I walked up behind him and saw what he was talking about. Holly’s landlady lay sprawled on the concrete. He stooped over her, checking her neck for a pulse.
“Is she alive?” I asked.
He shook his head.
“You think it was the Gray Men?”
“Nah,” he said. “No marks on her. Heart attack, most likely. She was the nosy type. She probably followed us and saw us walk into thin air in the alley. The shock must have killed her.”
He bent down with a grunt and attempted some halfhearted CPR. He pushed down rhythmically on the landlady’s sequin-covered shirt. It rasped under the touch of his hands. She showed no signs of reviving. I was glad I wasn’t the one in medical trouble. McKesson wasn’t the nurturing type.
“We’ve got to call an ambulance,” I said.
McKesson gave a heavy sigh. “Yeah, but I’ll be filling out paperwork until Tuesday if I do it. You call it in, will you?”
I grimaced but pulled out my throwaway phone and made the anonymous emergency call. McKesson gave up after a few minutes of CPR. He shooed away passersby, which were few, by flashing his badge and telling them help was on the way.

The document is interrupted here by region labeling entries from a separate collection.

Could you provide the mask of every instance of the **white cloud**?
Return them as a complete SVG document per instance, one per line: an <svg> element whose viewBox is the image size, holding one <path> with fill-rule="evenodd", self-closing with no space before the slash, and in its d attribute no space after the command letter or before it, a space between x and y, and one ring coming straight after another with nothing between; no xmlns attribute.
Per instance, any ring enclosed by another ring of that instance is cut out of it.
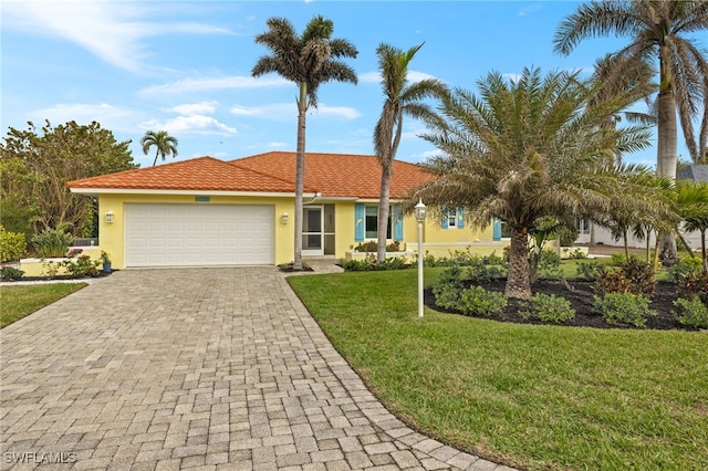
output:
<svg viewBox="0 0 708 471"><path fill-rule="evenodd" d="M271 119L291 119L298 116L298 106L294 103L275 103L261 106L235 105L230 109L231 114L238 116L266 117Z"/></svg>
<svg viewBox="0 0 708 471"><path fill-rule="evenodd" d="M381 83L381 72L364 72L358 74L358 81L362 83Z"/></svg>
<svg viewBox="0 0 708 471"><path fill-rule="evenodd" d="M518 17L528 17L531 13L535 13L537 11L541 10L541 3L533 3L529 7L522 8L521 10L519 10L519 12L517 13Z"/></svg>
<svg viewBox="0 0 708 471"><path fill-rule="evenodd" d="M63 38L131 72L145 72L150 53L142 40L166 33L225 34L230 31L195 22L150 22L156 13L136 2L3 2L3 28Z"/></svg>
<svg viewBox="0 0 708 471"><path fill-rule="evenodd" d="M250 76L227 76L227 77L204 77L204 78L183 78L174 82L167 82L160 85L148 86L140 91L140 95L167 94L167 93L188 93L204 92L215 90L232 90L232 88L263 88L269 86L291 85L284 78L253 78Z"/></svg>
<svg viewBox="0 0 708 471"><path fill-rule="evenodd" d="M177 134L216 134L216 135L231 135L237 134L235 127L227 126L219 123L211 116L192 115L192 116L177 116L170 119L149 119L140 123L143 129L160 129L167 130L173 135Z"/></svg>
<svg viewBox="0 0 708 471"><path fill-rule="evenodd" d="M199 102L199 103L186 103L184 105L173 106L170 108L166 108L167 112L177 113L180 115L210 115L217 108L219 102L212 100L210 102Z"/></svg>
<svg viewBox="0 0 708 471"><path fill-rule="evenodd" d="M37 109L30 113L30 121L43 123L49 119L52 125L59 125L75 121L81 125L97 122L101 127L112 130L133 130L137 115L134 111L113 106L107 103L59 103L49 108Z"/></svg>
<svg viewBox="0 0 708 471"><path fill-rule="evenodd" d="M362 114L356 108L351 108L348 106L327 106L320 105L316 108L311 108L310 113L313 115L322 115L322 116L339 116L345 119L356 119Z"/></svg>
<svg viewBox="0 0 708 471"><path fill-rule="evenodd" d="M294 103L274 103L262 106L235 105L230 109L231 114L238 116L262 117L267 119L284 121L294 119L298 116L298 107ZM316 108L310 108L308 116L339 116L345 119L356 119L362 114L348 106L327 106L320 104Z"/></svg>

“You haven’t asked me yet why I did it,” I said.
“Did what?”
“Threw your watch in there.”
“Oh, that,” he chuckled. “I know why you did it. You couldn’t stand it any longer. A man like you—you’re a bundle of curiosity. You’ve been investigating these things for years, and like the proverbial cat, you aren’t going to stop until you’re dead. Of course you wanted to see what was on the other side.”
“What was it like for you? The first time you stepped out of our world?”

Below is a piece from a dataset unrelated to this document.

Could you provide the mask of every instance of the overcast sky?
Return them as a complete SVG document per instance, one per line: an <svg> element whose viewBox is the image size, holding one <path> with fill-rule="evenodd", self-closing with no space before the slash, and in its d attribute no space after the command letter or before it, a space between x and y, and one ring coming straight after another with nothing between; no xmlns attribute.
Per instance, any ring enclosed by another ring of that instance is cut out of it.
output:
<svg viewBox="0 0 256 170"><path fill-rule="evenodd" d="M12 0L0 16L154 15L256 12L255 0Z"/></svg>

“Bad. I wandered into a bad place while checking out a murder. I was assigned to homicide originally, you know. But when I got back home, I became a department of one. Now I’m in charge of investigating freaky stuff like this. I don’t have an official title or assignment. Everyone at the department knows they are supposed to call me when some really weird shit happens. It used to be once a month, maybe. Lately, it’s been happening every day.”
“Bad how?” I asked.
“What?”
“The world you walked into first. You said it was bad. What was it like?”
McKesson stopped and looked at me with guarded eyes. “All glaring, blue-white light. Like heaven maybe, except hot and uncomfortable. I think I might have gone mad out there, if I’d stayed much longer. The ground was reflective, like ground glass or diamond dust.”